# 2-28 [Got a Good One]



## ThaFish (Feb 27, 2013)

*The Report:*

Mitch & I got up at 6, made some coffee, & headed to Gulf Breeze Bait & Tackle to grab some fiddlers. We felt bad for all of the sheepshead & pinfish out at Sykes, so we decided to go donate about 30 of our fiddler crabs to them. Thankfully, they must have felt bad for us too, as two of them ended up in the cooler (& then on our table for lunch). The 19'' one gave an excellent fight & was crazy thick! Would have liked to have known what she weighed. 

*Tally for the Morning:*

*Mitch:* Still looking for his first convict
*Me:* 14'' sheep & a thick 19'' sheep

*Tight lines everyone. *


----------



## Versatile170 (Sep 16, 2015)

Good stuff man, keep it up! You take some good pictures btw haha.


----------



## Jason (Oct 2, 2007)

Good going brother....now hurry up and get that fella on a sheepie!!!!!


----------



## LIM-IT-OUT (Aug 26, 2014)

Dude you've been herding ur butt off:thumbup: nice 1


Poor Guy Hahahahaha,
Tell Mitch to call me we'll catch soo many sheeps he wont want to keep them all.


----------



## daniel9829 (Jan 31, 2009)

Nice catch.


----------



## Try'n Hard (Oct 23, 2008)

19"?? - no way - that's a 48"er on the right!


----------



## Pier#r (Oct 2, 2007)

A 19" FL sheepshead should weigh at least 5 1/2 pounds and be about 7 years old...


----------



## ThaFish (Feb 27, 2013)

Pier#r said:


> A 19" FL sheepshead should weigh at least 5 1/2 pounds and be about 7 years old...

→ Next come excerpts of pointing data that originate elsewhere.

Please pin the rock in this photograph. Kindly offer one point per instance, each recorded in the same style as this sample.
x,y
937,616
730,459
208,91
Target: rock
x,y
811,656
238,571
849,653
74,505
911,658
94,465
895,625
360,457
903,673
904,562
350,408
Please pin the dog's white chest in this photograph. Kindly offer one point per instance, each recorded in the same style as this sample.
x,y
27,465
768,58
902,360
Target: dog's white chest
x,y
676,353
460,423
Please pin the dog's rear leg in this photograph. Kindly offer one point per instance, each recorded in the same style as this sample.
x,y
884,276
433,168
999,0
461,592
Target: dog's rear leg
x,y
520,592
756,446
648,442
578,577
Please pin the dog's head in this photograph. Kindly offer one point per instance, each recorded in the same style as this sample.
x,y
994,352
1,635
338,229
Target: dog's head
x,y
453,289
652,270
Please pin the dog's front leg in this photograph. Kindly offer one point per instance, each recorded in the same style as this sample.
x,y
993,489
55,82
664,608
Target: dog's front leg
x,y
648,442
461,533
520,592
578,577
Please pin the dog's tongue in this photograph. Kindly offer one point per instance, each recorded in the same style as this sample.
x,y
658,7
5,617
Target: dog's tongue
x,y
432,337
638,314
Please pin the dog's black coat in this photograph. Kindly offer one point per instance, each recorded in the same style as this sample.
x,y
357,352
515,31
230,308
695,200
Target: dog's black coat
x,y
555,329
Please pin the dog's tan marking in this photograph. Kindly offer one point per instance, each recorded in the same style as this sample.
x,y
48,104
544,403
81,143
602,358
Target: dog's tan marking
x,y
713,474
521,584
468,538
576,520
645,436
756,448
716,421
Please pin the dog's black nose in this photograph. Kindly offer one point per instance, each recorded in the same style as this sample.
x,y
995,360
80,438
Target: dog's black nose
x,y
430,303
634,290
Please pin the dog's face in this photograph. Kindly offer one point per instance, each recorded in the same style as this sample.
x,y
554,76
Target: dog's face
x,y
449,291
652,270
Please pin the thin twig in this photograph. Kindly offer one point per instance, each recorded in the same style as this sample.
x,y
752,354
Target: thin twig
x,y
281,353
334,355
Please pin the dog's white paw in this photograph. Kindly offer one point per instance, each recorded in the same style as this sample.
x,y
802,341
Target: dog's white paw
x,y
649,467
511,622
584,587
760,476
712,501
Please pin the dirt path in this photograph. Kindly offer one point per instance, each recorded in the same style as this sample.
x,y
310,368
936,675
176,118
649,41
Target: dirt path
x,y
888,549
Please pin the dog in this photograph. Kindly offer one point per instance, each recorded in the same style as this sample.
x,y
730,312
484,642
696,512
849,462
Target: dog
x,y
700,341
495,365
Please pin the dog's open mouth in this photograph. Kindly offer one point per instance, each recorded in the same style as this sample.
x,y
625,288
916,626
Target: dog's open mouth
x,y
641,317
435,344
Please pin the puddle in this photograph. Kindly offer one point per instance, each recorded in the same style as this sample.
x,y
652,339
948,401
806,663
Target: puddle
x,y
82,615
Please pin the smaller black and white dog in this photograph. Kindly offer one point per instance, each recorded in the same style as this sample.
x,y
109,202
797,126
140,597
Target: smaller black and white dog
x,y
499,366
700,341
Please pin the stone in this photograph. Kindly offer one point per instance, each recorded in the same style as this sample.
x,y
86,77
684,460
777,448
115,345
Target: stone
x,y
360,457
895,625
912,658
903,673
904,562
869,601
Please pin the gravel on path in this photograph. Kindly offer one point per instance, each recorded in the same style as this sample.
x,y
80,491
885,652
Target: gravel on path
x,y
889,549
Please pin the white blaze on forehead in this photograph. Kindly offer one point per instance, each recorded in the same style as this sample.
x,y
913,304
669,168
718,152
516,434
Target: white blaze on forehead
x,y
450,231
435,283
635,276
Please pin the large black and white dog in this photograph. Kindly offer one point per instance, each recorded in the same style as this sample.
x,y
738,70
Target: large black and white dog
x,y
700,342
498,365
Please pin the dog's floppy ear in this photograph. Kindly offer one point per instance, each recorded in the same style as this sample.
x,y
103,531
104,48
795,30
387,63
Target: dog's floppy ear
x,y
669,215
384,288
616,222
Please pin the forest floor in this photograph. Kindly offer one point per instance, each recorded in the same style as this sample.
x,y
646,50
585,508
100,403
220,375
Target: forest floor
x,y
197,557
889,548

Very cool man, thank you for posting the chart!


----------



## ThaFish (Feb 27, 2013)

Versatile170 said:


> Good stuff man, keep it up! You take some good pictures btw haha.

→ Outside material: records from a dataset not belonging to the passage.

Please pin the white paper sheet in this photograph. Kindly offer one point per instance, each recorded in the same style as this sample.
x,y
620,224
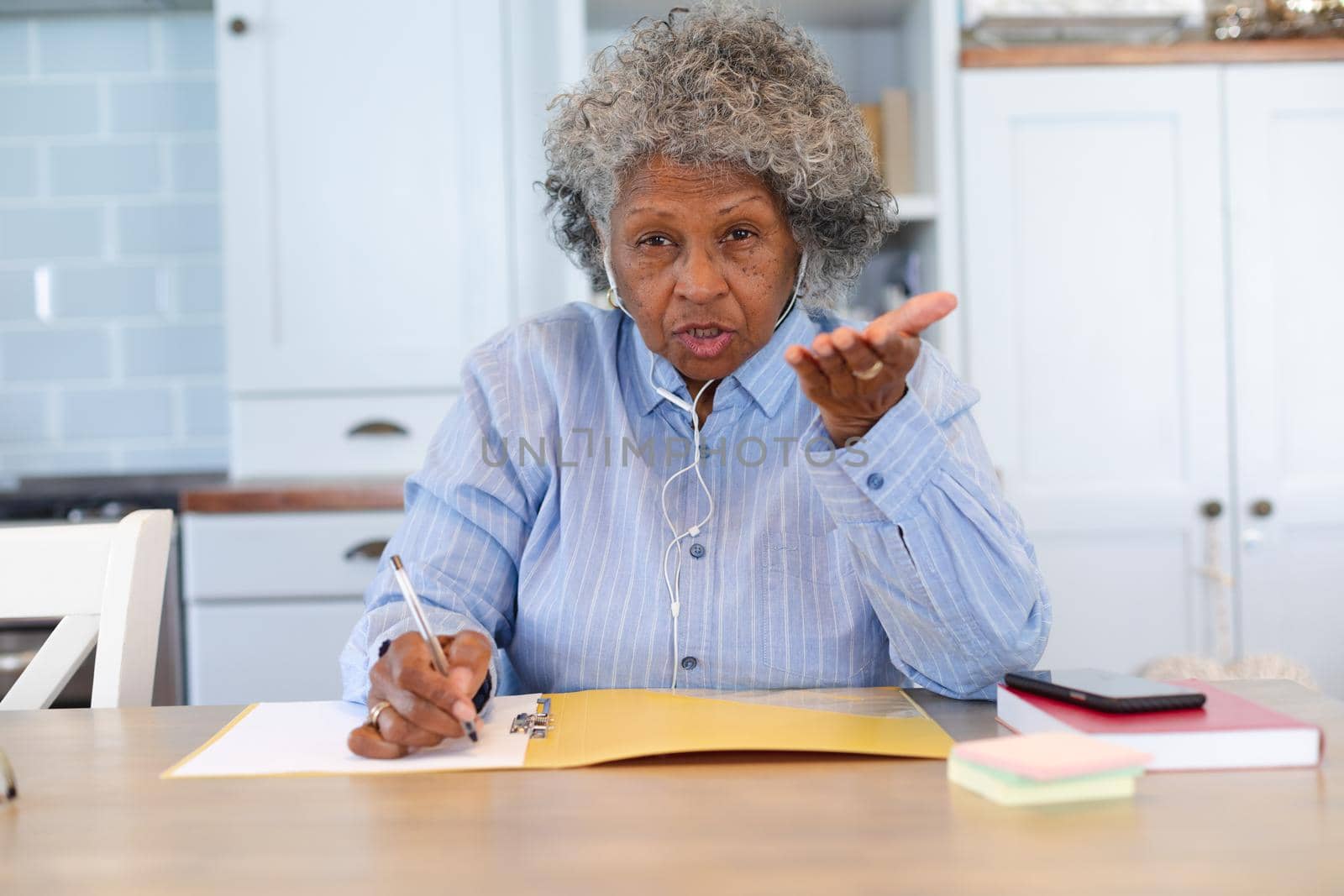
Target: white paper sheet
x,y
309,738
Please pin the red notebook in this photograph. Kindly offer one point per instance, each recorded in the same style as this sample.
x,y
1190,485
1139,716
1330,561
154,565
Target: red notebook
x,y
1226,732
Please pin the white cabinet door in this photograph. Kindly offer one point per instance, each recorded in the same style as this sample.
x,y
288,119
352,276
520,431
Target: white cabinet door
x,y
367,214
1285,141
272,598
1095,317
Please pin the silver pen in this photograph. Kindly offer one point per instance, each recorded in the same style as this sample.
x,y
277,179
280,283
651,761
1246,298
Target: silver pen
x,y
436,649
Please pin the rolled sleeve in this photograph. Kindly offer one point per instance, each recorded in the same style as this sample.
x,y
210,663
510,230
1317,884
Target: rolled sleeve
x,y
882,476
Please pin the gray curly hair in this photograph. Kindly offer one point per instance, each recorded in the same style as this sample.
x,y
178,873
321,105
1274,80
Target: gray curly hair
x,y
711,86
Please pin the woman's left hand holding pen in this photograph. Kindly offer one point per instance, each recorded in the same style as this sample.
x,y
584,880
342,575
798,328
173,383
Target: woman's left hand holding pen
x,y
425,707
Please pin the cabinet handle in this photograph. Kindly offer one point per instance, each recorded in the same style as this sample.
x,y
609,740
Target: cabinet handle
x,y
371,550
376,427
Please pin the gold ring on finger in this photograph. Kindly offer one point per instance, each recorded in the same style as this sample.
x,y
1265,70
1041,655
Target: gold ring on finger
x,y
376,710
869,374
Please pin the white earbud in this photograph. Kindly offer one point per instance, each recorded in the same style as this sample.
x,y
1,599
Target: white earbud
x,y
674,582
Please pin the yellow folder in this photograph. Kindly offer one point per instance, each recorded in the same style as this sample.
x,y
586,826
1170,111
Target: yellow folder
x,y
582,728
591,727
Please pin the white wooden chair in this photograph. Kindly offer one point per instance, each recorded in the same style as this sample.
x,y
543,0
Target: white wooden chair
x,y
105,582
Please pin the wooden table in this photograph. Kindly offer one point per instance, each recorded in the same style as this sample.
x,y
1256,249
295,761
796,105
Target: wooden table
x,y
92,815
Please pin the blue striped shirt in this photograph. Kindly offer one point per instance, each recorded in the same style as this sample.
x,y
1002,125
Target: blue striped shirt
x,y
538,521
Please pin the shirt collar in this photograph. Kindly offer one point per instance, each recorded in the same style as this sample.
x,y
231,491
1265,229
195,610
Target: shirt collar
x,y
765,376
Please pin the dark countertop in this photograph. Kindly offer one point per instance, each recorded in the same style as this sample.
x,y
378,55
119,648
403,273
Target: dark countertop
x,y
289,496
109,497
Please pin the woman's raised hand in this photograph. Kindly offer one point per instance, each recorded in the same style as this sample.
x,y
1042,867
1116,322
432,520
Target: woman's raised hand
x,y
425,707
855,378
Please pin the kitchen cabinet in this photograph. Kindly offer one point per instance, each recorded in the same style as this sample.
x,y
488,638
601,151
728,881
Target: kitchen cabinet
x,y
270,600
380,215
1148,301
1288,313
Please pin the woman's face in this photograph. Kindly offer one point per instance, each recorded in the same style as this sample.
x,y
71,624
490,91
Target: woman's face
x,y
703,261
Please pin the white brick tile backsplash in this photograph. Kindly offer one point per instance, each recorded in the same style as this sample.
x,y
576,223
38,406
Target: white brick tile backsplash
x,y
205,410
13,47
116,412
53,355
57,463
176,459
104,291
159,107
172,349
47,109
108,196
199,289
17,296
50,233
188,42
18,170
195,167
161,230
85,45
24,417
104,170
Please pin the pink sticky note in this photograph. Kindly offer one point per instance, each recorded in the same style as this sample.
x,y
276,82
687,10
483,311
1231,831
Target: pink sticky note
x,y
1047,757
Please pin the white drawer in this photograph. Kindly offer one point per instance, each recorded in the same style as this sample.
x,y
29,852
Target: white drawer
x,y
244,652
340,436
281,555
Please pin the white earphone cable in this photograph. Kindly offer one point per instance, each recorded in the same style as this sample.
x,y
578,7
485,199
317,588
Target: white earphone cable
x,y
674,582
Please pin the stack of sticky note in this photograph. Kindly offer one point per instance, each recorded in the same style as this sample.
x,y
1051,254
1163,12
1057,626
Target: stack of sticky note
x,y
1055,768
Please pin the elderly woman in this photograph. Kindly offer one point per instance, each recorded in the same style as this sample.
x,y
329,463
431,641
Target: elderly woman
x,y
710,484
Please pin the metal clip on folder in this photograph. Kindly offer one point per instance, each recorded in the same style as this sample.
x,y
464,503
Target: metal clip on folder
x,y
534,725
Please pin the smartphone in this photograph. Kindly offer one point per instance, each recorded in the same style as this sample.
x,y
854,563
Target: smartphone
x,y
1105,691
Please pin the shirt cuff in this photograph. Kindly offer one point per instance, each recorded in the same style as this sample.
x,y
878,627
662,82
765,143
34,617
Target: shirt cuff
x,y
880,477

Appreciate it bud, I spend a lot of time editing photos to get them looking the way you see them on the forum! I also shoot all of our fishing photos with a Nikon D3300, so that helps a lot with image quality.


----------



## wtbfishin' (Jul 31, 2016)

Hell those are RECORDS almost as big as U. :shifty:


----------